Technical Abstract: Adoption of conservation tillage for cotton production in south Texas has increased dramatically over the past few years, but there are still many producers unaware of the benefits. The climatic conditions and soil types of south Texas are quite different from the Southeastern United States where other producers have been successful with conservation tillage cotton. A greater knowledge of the benefits and risks of conservation tillage practices under a subtropical, semi-arid environment can help producers better evaluate tillage practices as a component of their farming operation. The objectives of this study were to compare the effects between conventional moldboard tillage and conservation tillage on cotton yields, production costs and net returns. Economics of cotton production and lint yields as affected by tillage in a semi-arid, subtropical environment, were examined over a three-year period on eighteen ndifferent producer fields. Six producer fields in 1997, five fields in 1998, and seven fields in 1999 were split and one-half of each was farmed using conventional tillage practices and one-half of each field was farmed using conservation tillage practices. Seeding rate, fertilizer, irrigation, insect management and other production factors were the same for both tillage systems.
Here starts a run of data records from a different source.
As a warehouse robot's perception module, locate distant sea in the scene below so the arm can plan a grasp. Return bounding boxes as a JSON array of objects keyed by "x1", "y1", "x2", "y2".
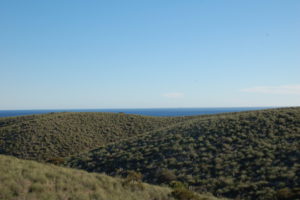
[{"x1": 0, "y1": 107, "x2": 270, "y2": 117}]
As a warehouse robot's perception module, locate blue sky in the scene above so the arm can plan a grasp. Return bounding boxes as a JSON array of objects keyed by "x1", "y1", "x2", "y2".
[{"x1": 0, "y1": 0, "x2": 300, "y2": 109}]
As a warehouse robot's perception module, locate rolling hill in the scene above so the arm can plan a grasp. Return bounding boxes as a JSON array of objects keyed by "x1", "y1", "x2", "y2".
[
  {"x1": 0, "y1": 113, "x2": 193, "y2": 161},
  {"x1": 0, "y1": 155, "x2": 223, "y2": 200},
  {"x1": 68, "y1": 108, "x2": 300, "y2": 199}
]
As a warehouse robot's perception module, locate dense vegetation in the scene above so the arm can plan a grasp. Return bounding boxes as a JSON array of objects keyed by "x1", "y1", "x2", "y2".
[
  {"x1": 0, "y1": 155, "x2": 223, "y2": 200},
  {"x1": 0, "y1": 113, "x2": 192, "y2": 161},
  {"x1": 68, "y1": 108, "x2": 300, "y2": 199}
]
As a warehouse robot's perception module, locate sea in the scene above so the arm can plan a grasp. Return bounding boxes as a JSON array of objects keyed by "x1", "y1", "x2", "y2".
[{"x1": 0, "y1": 107, "x2": 270, "y2": 117}]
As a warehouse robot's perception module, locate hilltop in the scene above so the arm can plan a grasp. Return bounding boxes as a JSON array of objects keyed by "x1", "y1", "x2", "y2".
[
  {"x1": 0, "y1": 155, "x2": 223, "y2": 200},
  {"x1": 0, "y1": 113, "x2": 193, "y2": 161},
  {"x1": 68, "y1": 108, "x2": 300, "y2": 199}
]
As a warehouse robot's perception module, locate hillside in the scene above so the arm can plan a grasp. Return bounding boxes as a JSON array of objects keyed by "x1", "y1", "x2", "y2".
[
  {"x1": 0, "y1": 113, "x2": 192, "y2": 161},
  {"x1": 0, "y1": 155, "x2": 223, "y2": 200},
  {"x1": 68, "y1": 108, "x2": 300, "y2": 199}
]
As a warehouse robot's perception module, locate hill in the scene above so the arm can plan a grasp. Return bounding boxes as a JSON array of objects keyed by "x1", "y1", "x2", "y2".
[
  {"x1": 68, "y1": 108, "x2": 300, "y2": 199},
  {"x1": 0, "y1": 113, "x2": 192, "y2": 161},
  {"x1": 0, "y1": 155, "x2": 223, "y2": 200}
]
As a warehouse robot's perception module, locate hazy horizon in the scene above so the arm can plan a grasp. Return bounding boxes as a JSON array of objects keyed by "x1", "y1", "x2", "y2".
[{"x1": 0, "y1": 0, "x2": 300, "y2": 110}]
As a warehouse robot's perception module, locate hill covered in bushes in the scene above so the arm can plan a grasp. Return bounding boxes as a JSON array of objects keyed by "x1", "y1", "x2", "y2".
[
  {"x1": 68, "y1": 108, "x2": 300, "y2": 199},
  {"x1": 0, "y1": 113, "x2": 192, "y2": 161}
]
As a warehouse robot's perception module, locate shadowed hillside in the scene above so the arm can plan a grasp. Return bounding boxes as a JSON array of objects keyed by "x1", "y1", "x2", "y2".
[
  {"x1": 0, "y1": 155, "x2": 223, "y2": 200},
  {"x1": 0, "y1": 113, "x2": 191, "y2": 161},
  {"x1": 68, "y1": 108, "x2": 300, "y2": 199}
]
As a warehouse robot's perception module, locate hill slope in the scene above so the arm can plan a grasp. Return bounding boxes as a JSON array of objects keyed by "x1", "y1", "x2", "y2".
[
  {"x1": 0, "y1": 113, "x2": 191, "y2": 161},
  {"x1": 0, "y1": 155, "x2": 225, "y2": 200},
  {"x1": 68, "y1": 108, "x2": 300, "y2": 199}
]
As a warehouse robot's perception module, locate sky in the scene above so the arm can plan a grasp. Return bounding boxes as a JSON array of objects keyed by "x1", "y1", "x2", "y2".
[{"x1": 0, "y1": 0, "x2": 300, "y2": 110}]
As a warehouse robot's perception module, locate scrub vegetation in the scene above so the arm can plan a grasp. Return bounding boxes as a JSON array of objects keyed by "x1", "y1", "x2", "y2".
[
  {"x1": 0, "y1": 113, "x2": 192, "y2": 161},
  {"x1": 68, "y1": 108, "x2": 300, "y2": 199}
]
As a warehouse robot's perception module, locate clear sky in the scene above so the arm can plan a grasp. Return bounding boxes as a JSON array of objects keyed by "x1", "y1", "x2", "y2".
[{"x1": 0, "y1": 0, "x2": 300, "y2": 109}]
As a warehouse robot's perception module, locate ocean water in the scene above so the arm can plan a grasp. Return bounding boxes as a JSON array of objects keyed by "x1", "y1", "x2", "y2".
[{"x1": 0, "y1": 107, "x2": 269, "y2": 117}]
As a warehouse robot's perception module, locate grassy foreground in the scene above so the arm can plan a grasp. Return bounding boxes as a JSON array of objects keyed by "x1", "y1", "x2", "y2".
[{"x1": 0, "y1": 155, "x2": 223, "y2": 200}]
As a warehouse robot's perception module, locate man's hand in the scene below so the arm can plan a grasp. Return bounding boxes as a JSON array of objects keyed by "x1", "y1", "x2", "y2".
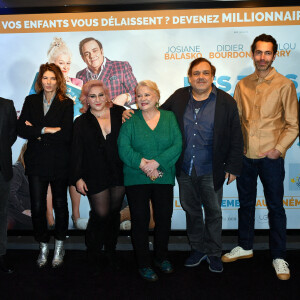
[
  {"x1": 45, "y1": 127, "x2": 61, "y2": 133},
  {"x1": 225, "y1": 172, "x2": 236, "y2": 184},
  {"x1": 76, "y1": 178, "x2": 88, "y2": 196},
  {"x1": 259, "y1": 149, "x2": 282, "y2": 159},
  {"x1": 122, "y1": 109, "x2": 134, "y2": 123},
  {"x1": 141, "y1": 158, "x2": 159, "y2": 176}
]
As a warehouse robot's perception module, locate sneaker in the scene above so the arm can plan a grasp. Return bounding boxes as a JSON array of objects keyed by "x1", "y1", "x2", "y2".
[
  {"x1": 120, "y1": 220, "x2": 131, "y2": 230},
  {"x1": 184, "y1": 250, "x2": 207, "y2": 267},
  {"x1": 75, "y1": 218, "x2": 89, "y2": 230},
  {"x1": 222, "y1": 246, "x2": 253, "y2": 262},
  {"x1": 154, "y1": 259, "x2": 174, "y2": 274},
  {"x1": 207, "y1": 255, "x2": 223, "y2": 273},
  {"x1": 273, "y1": 258, "x2": 291, "y2": 280},
  {"x1": 139, "y1": 267, "x2": 158, "y2": 282}
]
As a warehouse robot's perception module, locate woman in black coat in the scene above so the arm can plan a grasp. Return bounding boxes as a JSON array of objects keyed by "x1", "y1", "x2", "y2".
[
  {"x1": 18, "y1": 63, "x2": 73, "y2": 268},
  {"x1": 71, "y1": 80, "x2": 125, "y2": 267}
]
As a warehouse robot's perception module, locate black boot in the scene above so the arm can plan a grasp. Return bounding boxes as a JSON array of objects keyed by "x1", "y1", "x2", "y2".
[
  {"x1": 0, "y1": 255, "x2": 15, "y2": 274},
  {"x1": 104, "y1": 212, "x2": 120, "y2": 271},
  {"x1": 85, "y1": 211, "x2": 107, "y2": 271}
]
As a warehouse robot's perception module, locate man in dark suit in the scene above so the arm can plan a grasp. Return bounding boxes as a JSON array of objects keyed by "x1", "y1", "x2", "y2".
[
  {"x1": 123, "y1": 58, "x2": 243, "y2": 272},
  {"x1": 0, "y1": 97, "x2": 17, "y2": 274},
  {"x1": 76, "y1": 37, "x2": 137, "y2": 105}
]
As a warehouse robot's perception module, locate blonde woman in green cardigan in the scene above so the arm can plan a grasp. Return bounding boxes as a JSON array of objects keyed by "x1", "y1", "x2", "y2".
[{"x1": 118, "y1": 80, "x2": 182, "y2": 281}]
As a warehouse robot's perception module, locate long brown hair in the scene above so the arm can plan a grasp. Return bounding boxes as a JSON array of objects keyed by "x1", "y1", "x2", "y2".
[{"x1": 34, "y1": 63, "x2": 67, "y2": 101}]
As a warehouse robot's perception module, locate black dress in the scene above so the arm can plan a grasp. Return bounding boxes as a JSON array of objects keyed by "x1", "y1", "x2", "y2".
[{"x1": 71, "y1": 105, "x2": 125, "y2": 195}]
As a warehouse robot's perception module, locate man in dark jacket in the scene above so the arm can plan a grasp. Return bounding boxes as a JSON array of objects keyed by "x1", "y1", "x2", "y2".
[
  {"x1": 0, "y1": 98, "x2": 17, "y2": 274},
  {"x1": 123, "y1": 58, "x2": 243, "y2": 272},
  {"x1": 161, "y1": 58, "x2": 243, "y2": 272}
]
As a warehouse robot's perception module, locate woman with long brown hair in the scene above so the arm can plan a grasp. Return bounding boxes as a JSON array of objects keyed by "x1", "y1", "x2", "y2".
[{"x1": 18, "y1": 63, "x2": 73, "y2": 268}]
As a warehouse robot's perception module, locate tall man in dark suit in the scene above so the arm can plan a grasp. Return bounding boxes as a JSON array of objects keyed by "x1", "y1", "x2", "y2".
[
  {"x1": 0, "y1": 97, "x2": 17, "y2": 273},
  {"x1": 76, "y1": 37, "x2": 137, "y2": 105},
  {"x1": 123, "y1": 58, "x2": 243, "y2": 272}
]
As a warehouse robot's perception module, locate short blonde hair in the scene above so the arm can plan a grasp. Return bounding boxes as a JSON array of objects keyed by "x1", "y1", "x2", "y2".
[
  {"x1": 135, "y1": 80, "x2": 160, "y2": 100},
  {"x1": 47, "y1": 37, "x2": 72, "y2": 63}
]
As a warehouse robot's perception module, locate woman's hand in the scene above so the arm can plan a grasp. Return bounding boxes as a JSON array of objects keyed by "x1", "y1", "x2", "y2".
[
  {"x1": 22, "y1": 209, "x2": 31, "y2": 217},
  {"x1": 147, "y1": 170, "x2": 159, "y2": 181},
  {"x1": 140, "y1": 158, "x2": 146, "y2": 170},
  {"x1": 113, "y1": 94, "x2": 128, "y2": 106},
  {"x1": 76, "y1": 178, "x2": 88, "y2": 196},
  {"x1": 122, "y1": 109, "x2": 134, "y2": 123},
  {"x1": 45, "y1": 127, "x2": 61, "y2": 133}
]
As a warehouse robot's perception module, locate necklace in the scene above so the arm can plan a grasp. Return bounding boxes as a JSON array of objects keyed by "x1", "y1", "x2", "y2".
[{"x1": 91, "y1": 110, "x2": 106, "y2": 119}]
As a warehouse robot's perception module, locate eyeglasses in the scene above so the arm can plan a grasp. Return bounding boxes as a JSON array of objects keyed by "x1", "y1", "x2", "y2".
[{"x1": 88, "y1": 93, "x2": 105, "y2": 101}]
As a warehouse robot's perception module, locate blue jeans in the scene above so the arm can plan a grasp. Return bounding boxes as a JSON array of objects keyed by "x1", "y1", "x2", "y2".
[
  {"x1": 177, "y1": 168, "x2": 225, "y2": 257},
  {"x1": 0, "y1": 171, "x2": 10, "y2": 256},
  {"x1": 237, "y1": 156, "x2": 286, "y2": 259}
]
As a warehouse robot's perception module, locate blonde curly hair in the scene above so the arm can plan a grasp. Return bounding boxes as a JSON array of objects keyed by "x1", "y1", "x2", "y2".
[{"x1": 47, "y1": 37, "x2": 72, "y2": 63}]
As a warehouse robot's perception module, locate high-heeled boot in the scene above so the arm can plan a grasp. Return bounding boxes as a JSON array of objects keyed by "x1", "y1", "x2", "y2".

Average cotton lint yields in the conservation tillage fields in 1997, 1998 and 1999 were 137, 87, and 110 pounds greater than in the conventional tillage fields. In 1997, five of the six sites had equivalent or greater yields, four of five fields examined in 1998 had equivalent or greater yields, and in 1999 six of seven fields had equivalent or greater lint yields when conservation tillage was compared to conventional moldboard tillage.